ISAAC AT BAY
Arnold had a swift premonition of what had happened. He led Ruth to a chair and stood by her side. Ruth gazed around the room in bewilderment. The curtained screen which divided it had been torn down, and the door of the inner apartment, which Isaac kept so zealously locked, stood open. Not only that, but the figure of a second man was dimly seen moving about inside, and, from the light shining out, it was obviously in some way illuminated.
“I don’t understand who you are or what you are doing here,” Ruth declared, trembling in every limb.
“My name is Inspector Grant,” the man replied. “My business is with Isaac Lalonde, who I understand is your uncle.”
“What do you want with him?” she asked.
The inspector made no direct reply.
“There are a few questions,” he said, “which it is my duty to put to you.”
“Questions?” she repeated.
“Do you know where your uncle is?”
Ruth shook her head.
“I left him here this morning,” she replied. “He has not been out for several days. I expected to find him here when I returned.”
“We have been here since four o’clock,” the man said. “There was no one here when we arrived, nor has any one been since. Your uncle has no regular hours, I suppose?”
“He is very uncertain,” Ruth answered. “He does newspaper reporting, and he sometimes has to work late.”
“Can you tell me what newspaper he is engaged upon?”
“The Signal, for one,” Ruth replied.
Inspector Grant was silent for a moment.
“The Signal newspaper offices were seized by the police some days ago,” he remarked. “Do you know of any other journal on which your uncle worked?”
She shook her head.
“He tells me very little of his affairs,” she faltered.
The inspector pointed backwards into the further corner of the apartment.
“Do you often go into his room there?” he asked.
“I have not been for months,” Ruth assured him. “My uncle keeps it locked up.

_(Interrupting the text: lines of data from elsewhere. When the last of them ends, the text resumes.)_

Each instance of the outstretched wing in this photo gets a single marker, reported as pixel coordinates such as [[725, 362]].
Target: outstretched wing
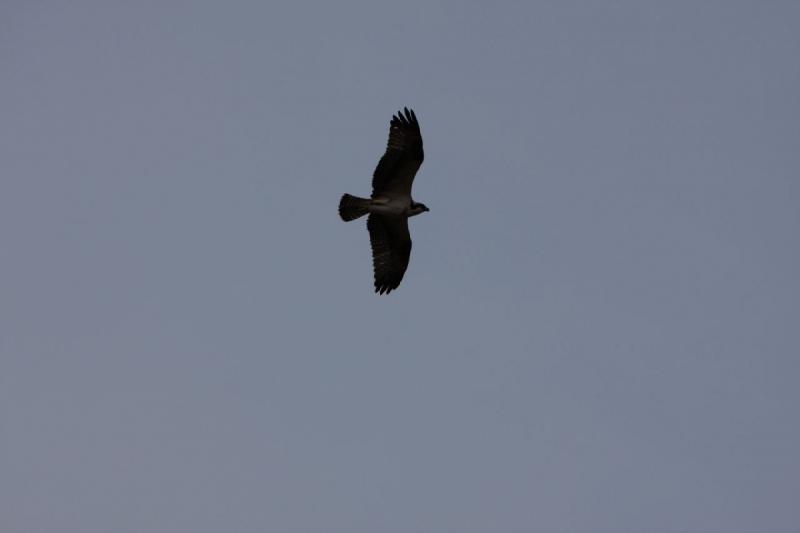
[[396, 169], [391, 249]]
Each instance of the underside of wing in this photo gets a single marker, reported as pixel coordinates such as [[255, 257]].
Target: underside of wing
[[391, 249], [398, 166]]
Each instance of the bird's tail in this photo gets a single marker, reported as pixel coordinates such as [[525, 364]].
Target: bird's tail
[[352, 207]]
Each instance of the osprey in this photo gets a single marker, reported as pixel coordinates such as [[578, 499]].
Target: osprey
[[391, 204]]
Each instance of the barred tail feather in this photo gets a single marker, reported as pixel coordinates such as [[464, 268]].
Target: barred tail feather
[[353, 207]]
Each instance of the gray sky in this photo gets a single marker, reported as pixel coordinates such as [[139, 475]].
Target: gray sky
[[598, 331]]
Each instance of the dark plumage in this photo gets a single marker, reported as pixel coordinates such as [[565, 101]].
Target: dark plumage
[[391, 204]]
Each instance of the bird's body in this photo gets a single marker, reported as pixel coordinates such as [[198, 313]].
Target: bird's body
[[391, 204]]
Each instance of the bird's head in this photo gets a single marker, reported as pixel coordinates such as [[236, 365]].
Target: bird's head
[[417, 208]]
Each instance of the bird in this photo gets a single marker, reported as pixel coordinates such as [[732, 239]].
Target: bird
[[390, 205]]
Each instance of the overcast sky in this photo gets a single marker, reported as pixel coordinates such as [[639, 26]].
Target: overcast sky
[[599, 330]]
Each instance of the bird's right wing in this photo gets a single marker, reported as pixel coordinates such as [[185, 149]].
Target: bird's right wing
[[398, 166]]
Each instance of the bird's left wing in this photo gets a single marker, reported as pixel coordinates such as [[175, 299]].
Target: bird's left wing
[[391, 250]]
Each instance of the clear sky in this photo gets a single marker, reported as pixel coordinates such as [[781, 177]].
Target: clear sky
[[599, 330]]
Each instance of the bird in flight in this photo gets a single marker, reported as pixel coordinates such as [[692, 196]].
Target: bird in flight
[[391, 204]]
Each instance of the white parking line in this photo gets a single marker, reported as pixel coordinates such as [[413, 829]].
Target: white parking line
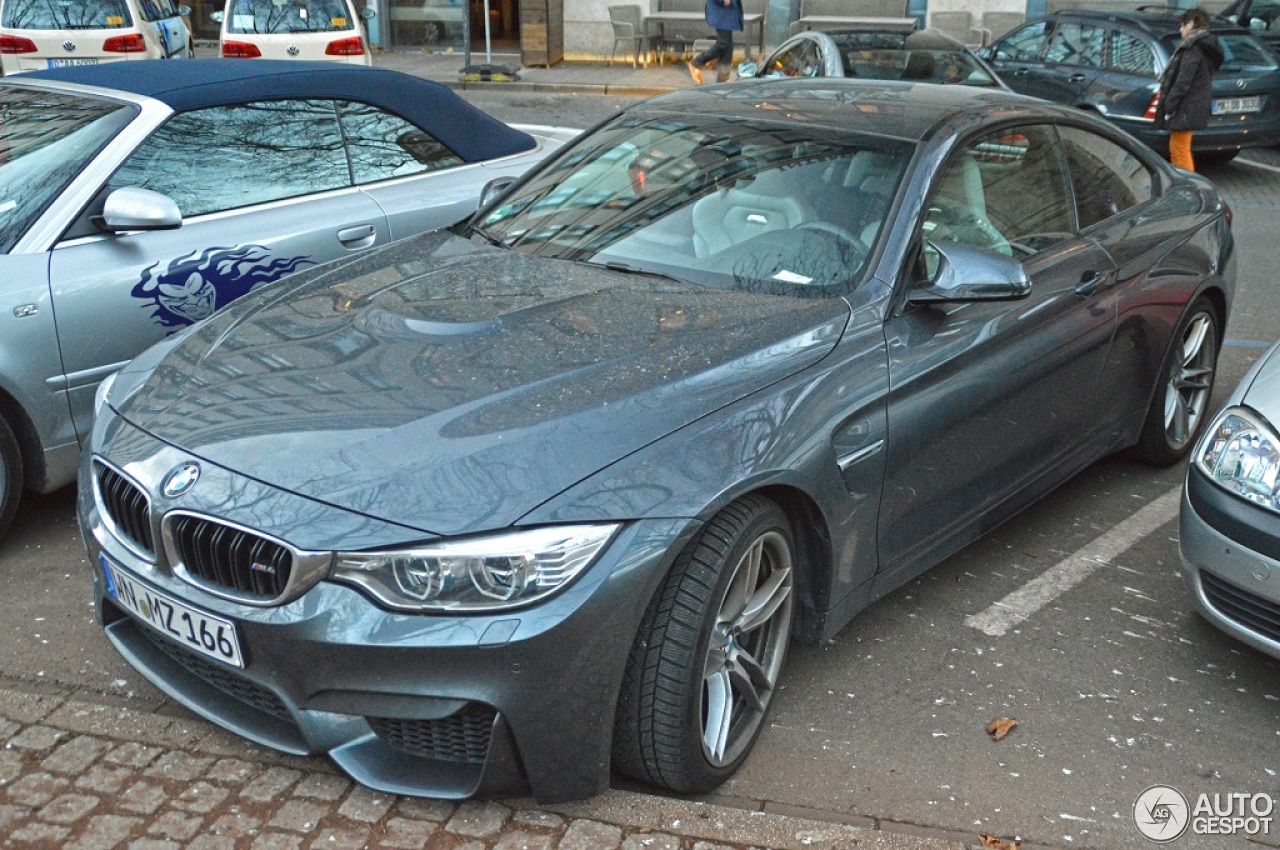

He told me that there had been some trouble at the office and he was printing something there.”
The inspector rose slowly to his feet. On the table by his side was a pile of articles covered over with a tablecloth. Very deliberately he removed the latter and looked keenly at Ruth. She shrank back with a little scream. There were half a dozen murderous-looking pistols there, a Mannerlicher rifle, and a quantity of ammunition.
“What does your uncle need with these?” the inspector asked dryly.
“How can I tell?” Ruth replied. “I have never seen one of them before. I never knew that they were in the place.”
“Nor I,” Arnold echoed. “I have been a constant visitor here, too, and I have never seen firearms of any sort before.”
The inspector turned towards him.
“Are you a friend of Isaac Lalonde?” he asked.